The interior of this room was a nightmare imagining of a dentist's office. A single chair dominated the space - an actual dentist's chair that had been reinforced and bolted to the floor. Manacles on the arm and footrests had also been affixed and a conspicuous opening in the headrest had been cut out. An interrogator - clad not in a mask or the impermeable fatigues of the guards but rather dressed in black slacks and a doctor's apron - stood behind the seat with a warm yet-insincere smile. The man walked around to the front of the seat as the guards removed Julio's cuffs and shoved him into the chair. He noticed an assistant in the back of the office assembling something on a desk in the back.
"Senator Zuraban." The interrogator greeted with mendacious warmth. "What a pleasure it is to have you here."
"The pleasure has been all mine." Julio snarked, wincing as the guards restrained him too tightly to the interrogation chair.
"I'm glad to hear it." The interrogator dismissed the guards with a tacit wave of the hand, who shut the door behind them. "You, Senator, are one of the more interesting characters I've had the pleasure of having a... discussion with.
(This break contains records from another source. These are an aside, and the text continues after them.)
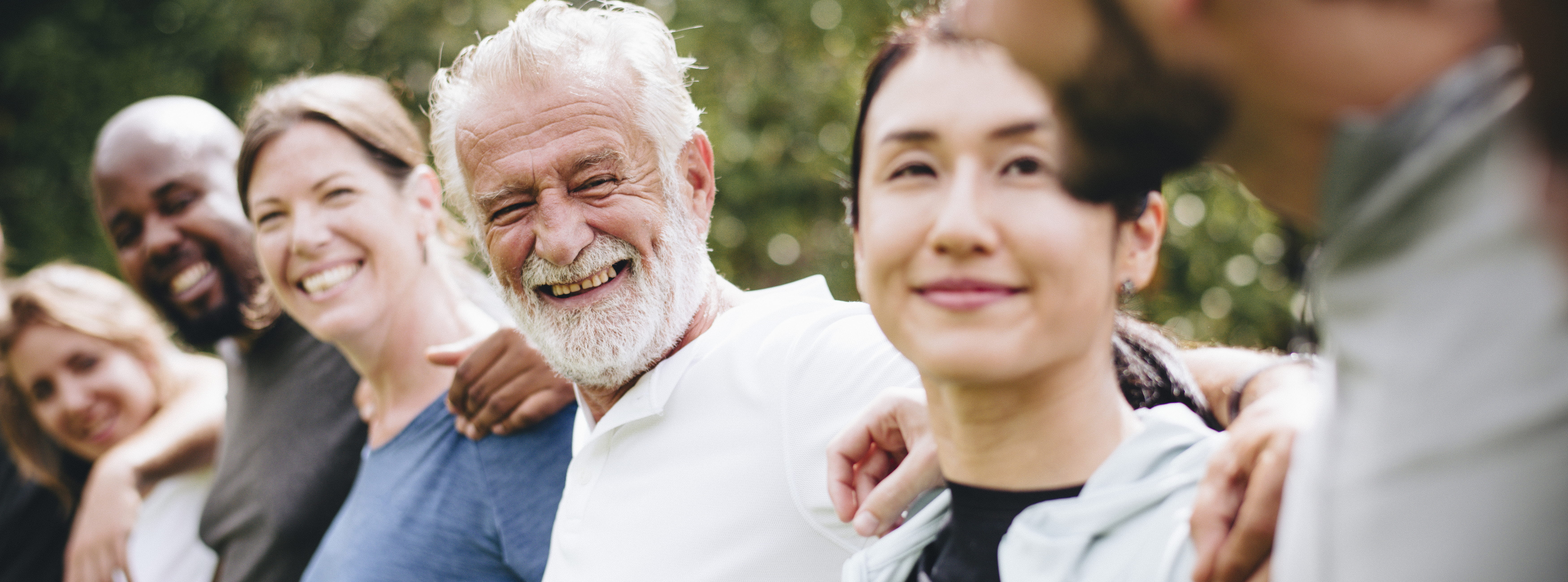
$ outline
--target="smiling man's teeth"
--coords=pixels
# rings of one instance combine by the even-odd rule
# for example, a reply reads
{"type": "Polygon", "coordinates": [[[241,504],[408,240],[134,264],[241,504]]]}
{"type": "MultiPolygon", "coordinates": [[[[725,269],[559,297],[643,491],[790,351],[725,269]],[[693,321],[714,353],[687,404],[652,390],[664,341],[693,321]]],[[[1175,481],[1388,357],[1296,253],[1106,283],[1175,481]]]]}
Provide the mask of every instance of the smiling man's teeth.
{"type": "Polygon", "coordinates": [[[561,296],[561,295],[571,295],[571,293],[582,292],[582,290],[590,290],[590,289],[594,289],[594,287],[599,287],[599,286],[605,284],[607,281],[610,281],[613,278],[615,278],[615,265],[610,265],[610,267],[601,268],[594,275],[590,275],[590,276],[583,278],[582,281],[566,282],[566,284],[560,284],[560,286],[550,286],[550,295],[561,296]]]}
{"type": "Polygon", "coordinates": [[[337,265],[301,279],[299,289],[304,289],[304,292],[309,295],[317,295],[328,289],[337,287],[343,281],[348,281],[348,278],[354,276],[354,273],[359,273],[358,262],[337,265]]]}
{"type": "Polygon", "coordinates": [[[205,260],[185,267],[185,270],[169,281],[169,290],[174,292],[174,295],[183,293],[187,289],[194,287],[201,278],[207,276],[209,271],[212,271],[212,264],[205,260]]]}

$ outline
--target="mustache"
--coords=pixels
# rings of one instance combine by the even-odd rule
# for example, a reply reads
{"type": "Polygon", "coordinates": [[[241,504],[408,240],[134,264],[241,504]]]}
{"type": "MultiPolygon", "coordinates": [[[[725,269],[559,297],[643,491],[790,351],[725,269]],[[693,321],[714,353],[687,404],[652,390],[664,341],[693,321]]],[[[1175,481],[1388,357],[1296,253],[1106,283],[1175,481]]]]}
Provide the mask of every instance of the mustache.
{"type": "Polygon", "coordinates": [[[577,253],[575,260],[566,265],[555,265],[539,257],[538,253],[530,253],[528,259],[524,259],[517,278],[527,289],[571,284],[622,260],[630,260],[635,267],[641,264],[641,256],[632,243],[601,234],[577,253]]]}

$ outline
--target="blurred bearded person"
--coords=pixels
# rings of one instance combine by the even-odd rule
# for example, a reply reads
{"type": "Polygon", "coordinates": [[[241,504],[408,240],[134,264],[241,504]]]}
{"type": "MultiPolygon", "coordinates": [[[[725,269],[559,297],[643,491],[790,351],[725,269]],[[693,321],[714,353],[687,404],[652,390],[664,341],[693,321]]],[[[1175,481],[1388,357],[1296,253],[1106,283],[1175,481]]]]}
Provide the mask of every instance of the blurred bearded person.
{"type": "Polygon", "coordinates": [[[431,91],[431,147],[582,425],[546,580],[837,579],[826,444],[914,386],[822,276],[740,292],[704,245],[713,151],[652,11],[535,2],[431,91]]]}

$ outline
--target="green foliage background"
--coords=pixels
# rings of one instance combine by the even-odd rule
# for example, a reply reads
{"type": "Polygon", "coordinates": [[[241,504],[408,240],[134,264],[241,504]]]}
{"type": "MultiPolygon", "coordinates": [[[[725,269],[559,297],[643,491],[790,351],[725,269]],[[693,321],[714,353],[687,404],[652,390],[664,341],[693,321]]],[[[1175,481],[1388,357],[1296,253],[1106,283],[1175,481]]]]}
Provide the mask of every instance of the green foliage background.
{"type": "MultiPolygon", "coordinates": [[[[713,260],[742,287],[823,273],[856,298],[840,180],[875,41],[925,0],[648,0],[704,69],[691,85],[718,154],[713,260]]],[[[423,122],[430,77],[527,0],[72,0],[0,22],[0,223],[6,267],[69,257],[114,271],[93,215],[99,127],[187,94],[238,119],[284,77],[389,78],[423,122]]],[[[1286,347],[1301,243],[1223,169],[1167,184],[1162,273],[1132,309],[1193,340],[1286,347]],[[1273,238],[1270,238],[1273,237],[1273,238]]]]}

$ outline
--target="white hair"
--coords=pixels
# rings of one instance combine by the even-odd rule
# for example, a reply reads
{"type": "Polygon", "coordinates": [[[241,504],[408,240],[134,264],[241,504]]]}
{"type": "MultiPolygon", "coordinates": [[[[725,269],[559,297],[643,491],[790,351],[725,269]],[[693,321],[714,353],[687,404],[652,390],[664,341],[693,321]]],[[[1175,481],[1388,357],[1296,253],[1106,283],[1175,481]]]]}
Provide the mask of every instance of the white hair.
{"type": "Polygon", "coordinates": [[[676,53],[674,35],[648,8],[613,0],[590,9],[561,0],[528,5],[506,28],[463,49],[452,66],[431,80],[430,147],[445,182],[447,201],[463,212],[470,227],[478,227],[478,209],[456,147],[456,119],[470,100],[500,86],[541,88],[561,71],[599,78],[615,78],[616,72],[630,75],[637,89],[630,99],[632,121],[659,157],[665,191],[674,193],[676,162],[701,130],[702,111],[687,91],[685,72],[693,64],[695,60],[676,53]]]}

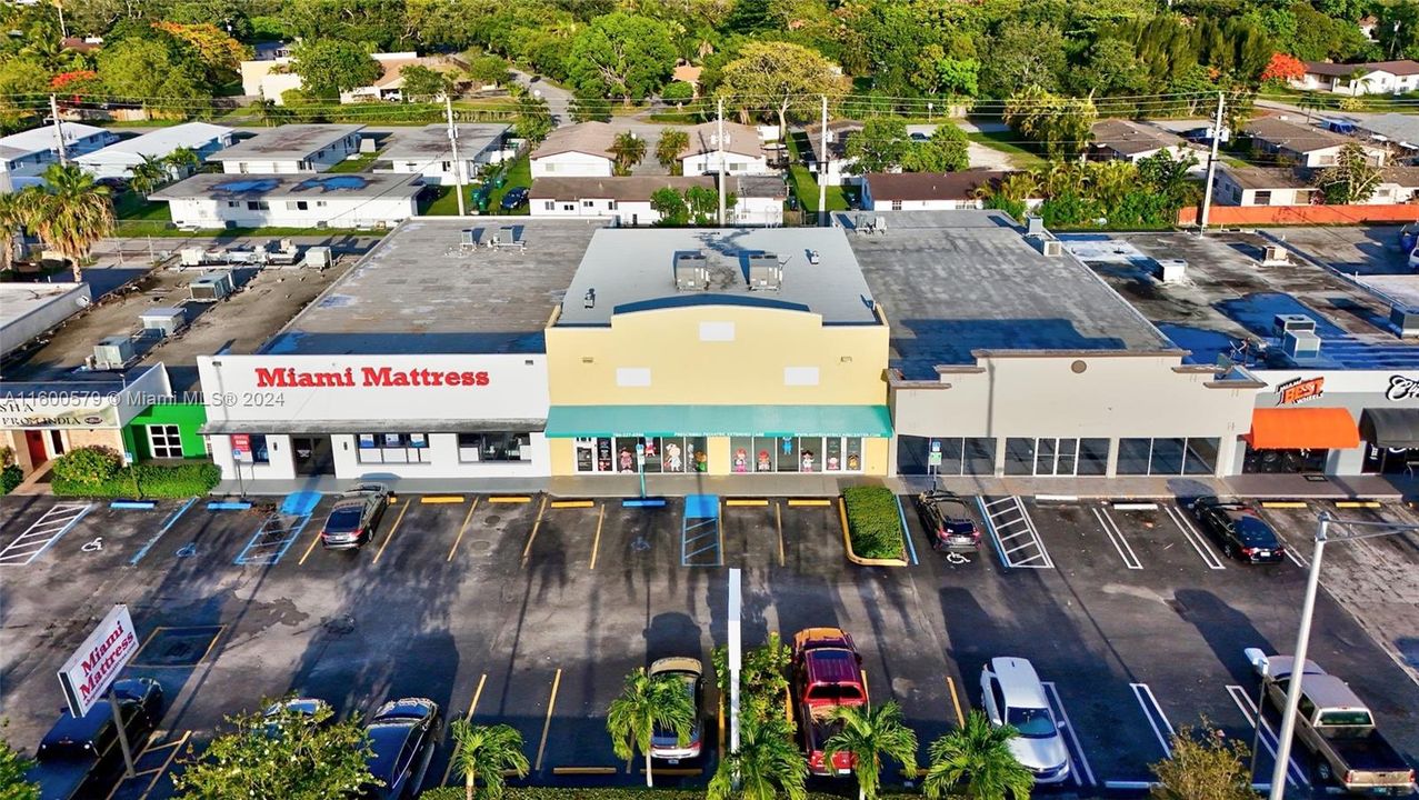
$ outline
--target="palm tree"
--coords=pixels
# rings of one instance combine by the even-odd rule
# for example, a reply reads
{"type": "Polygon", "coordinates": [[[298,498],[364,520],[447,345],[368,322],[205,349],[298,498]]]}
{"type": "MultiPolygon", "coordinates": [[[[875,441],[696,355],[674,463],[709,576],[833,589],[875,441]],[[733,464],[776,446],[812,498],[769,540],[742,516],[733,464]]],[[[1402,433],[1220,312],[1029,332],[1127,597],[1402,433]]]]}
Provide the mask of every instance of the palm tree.
{"type": "Polygon", "coordinates": [[[670,170],[670,174],[680,174],[680,152],[690,146],[690,133],[678,128],[666,128],[660,132],[660,142],[656,142],[656,160],[670,170]]]}
{"type": "Polygon", "coordinates": [[[158,156],[142,156],[142,159],[129,170],[132,177],[128,179],[128,186],[148,200],[148,196],[167,180],[169,172],[167,165],[158,156]]]}
{"type": "Polygon", "coordinates": [[[695,722],[695,701],[685,685],[670,675],[647,675],[640,667],[626,675],[622,695],[606,712],[606,732],[617,759],[630,760],[636,750],[646,755],[646,786],[654,786],[650,772],[650,738],[656,728],[671,729],[681,742],[690,739],[695,722]]]}
{"type": "Polygon", "coordinates": [[[901,762],[908,773],[917,773],[917,735],[901,721],[901,706],[895,701],[877,708],[840,705],[827,716],[841,722],[837,733],[823,742],[823,763],[832,763],[837,753],[849,753],[857,760],[857,800],[876,800],[881,786],[881,756],[901,762]]]}
{"type": "Polygon", "coordinates": [[[463,776],[473,800],[473,790],[482,777],[482,796],[488,800],[502,797],[507,777],[502,770],[512,770],[518,777],[528,773],[528,757],[522,752],[522,735],[511,725],[471,725],[467,719],[453,722],[453,766],[463,776]]]}
{"type": "Polygon", "coordinates": [[[163,165],[172,172],[173,177],[179,177],[189,172],[197,172],[197,167],[201,166],[201,156],[192,148],[173,148],[173,152],[163,156],[163,165]]]}
{"type": "Polygon", "coordinates": [[[0,194],[0,270],[14,267],[14,240],[17,234],[30,224],[28,194],[34,187],[24,191],[7,191],[0,194]]]}
{"type": "Polygon", "coordinates": [[[931,743],[931,766],[921,782],[927,797],[964,800],[1027,800],[1034,776],[1010,752],[1019,732],[996,728],[985,712],[972,711],[964,728],[931,743]]]}
{"type": "Polygon", "coordinates": [[[616,156],[616,174],[630,174],[631,167],[646,157],[646,140],[630,130],[622,130],[610,150],[616,156]]]}
{"type": "Polygon", "coordinates": [[[807,762],[793,743],[793,732],[783,716],[755,719],[742,718],[739,730],[739,752],[729,753],[719,762],[719,769],[710,779],[710,800],[775,800],[780,794],[788,800],[803,800],[807,791],[807,762]],[[735,779],[739,790],[735,791],[735,779]]]}
{"type": "Polygon", "coordinates": [[[40,238],[74,264],[74,281],[82,281],[79,262],[95,241],[114,233],[109,190],[75,165],[50,165],[44,183],[27,196],[26,213],[40,238]]]}

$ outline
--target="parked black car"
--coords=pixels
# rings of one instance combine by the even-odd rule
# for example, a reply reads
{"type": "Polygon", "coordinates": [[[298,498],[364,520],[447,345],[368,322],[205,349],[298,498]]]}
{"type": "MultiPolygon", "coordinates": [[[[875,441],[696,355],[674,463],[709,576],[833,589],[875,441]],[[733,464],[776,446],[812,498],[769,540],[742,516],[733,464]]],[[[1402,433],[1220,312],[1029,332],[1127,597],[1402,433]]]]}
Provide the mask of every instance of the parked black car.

When I received word that you were coming... why, I could hardly believe it. We are quite interested to know what you know."
"So I've heard. But you're going to be fairly disappointed - fair warning. You'll not get anything out of me... nothing that matters to you people at least."
"I'll be the judge of that, Senator." The interrogator turned to his assistant, who procured for him a long syringe. Julio's eyes widened as the syringe came to the light.
The interrogator gently flicked the hypodermic needle with his middle finger, and then turned to notice the former senator staring nervously at the syringe. "Well. Not so cocksure now, are we?"
"I'll bite," Julio spoke up, doing his best to feign composure and calm. "What is that you're going to shoot into my arm?"
"This, Senator, is what is going to put me out of a job in a decade."
"I'm curious, has it crossed your mind, Julio, just how the Oficina came to know where to find you after so many years? How the Oficina is privy to seemingly everything that might happen in the world? Take my word, both you and I would be positively astounded - you moreso than I - to know the full extent of the intelligence collected by the Oficina de Inteligencia Militar." The interrogator extended his hand toward Julio's face and showed him the syringe vial. "This, right here, is responsible for a great deal of that collected knowledge."
"And it is fascinating stuff." The interrogator continued. "Now, I'm not permitted to know the exact composition of chemicals and components in this liquid nor do I particularly care to. Complicated and tedious chemical formulas, I'm sure. What I can say, however, is that it is a melange of precise proportions of powerful barbiturates, sodium amytal, pathway inhibitors, et cetera. What that means, for us layfolk, is a truth serum."
"More like a placebo." Replied a dubious Julio.
"I expect you'll change your mind soon enough." The interrogator inspected the syringe as the assistant wheeled in an old cardiograph on a cart from the back of the room and wrapped pulse bracelets snugly around his left wrist. As the device was flipped on, the device gave a muted beep for every one of Julio's heartbeats. The beeps immediately came through at a quick pace - maybe one and a half to two beeps per second. Julio's anxiety was apparent for all to hear.
"What the Hell is this thing for?" Julio complained.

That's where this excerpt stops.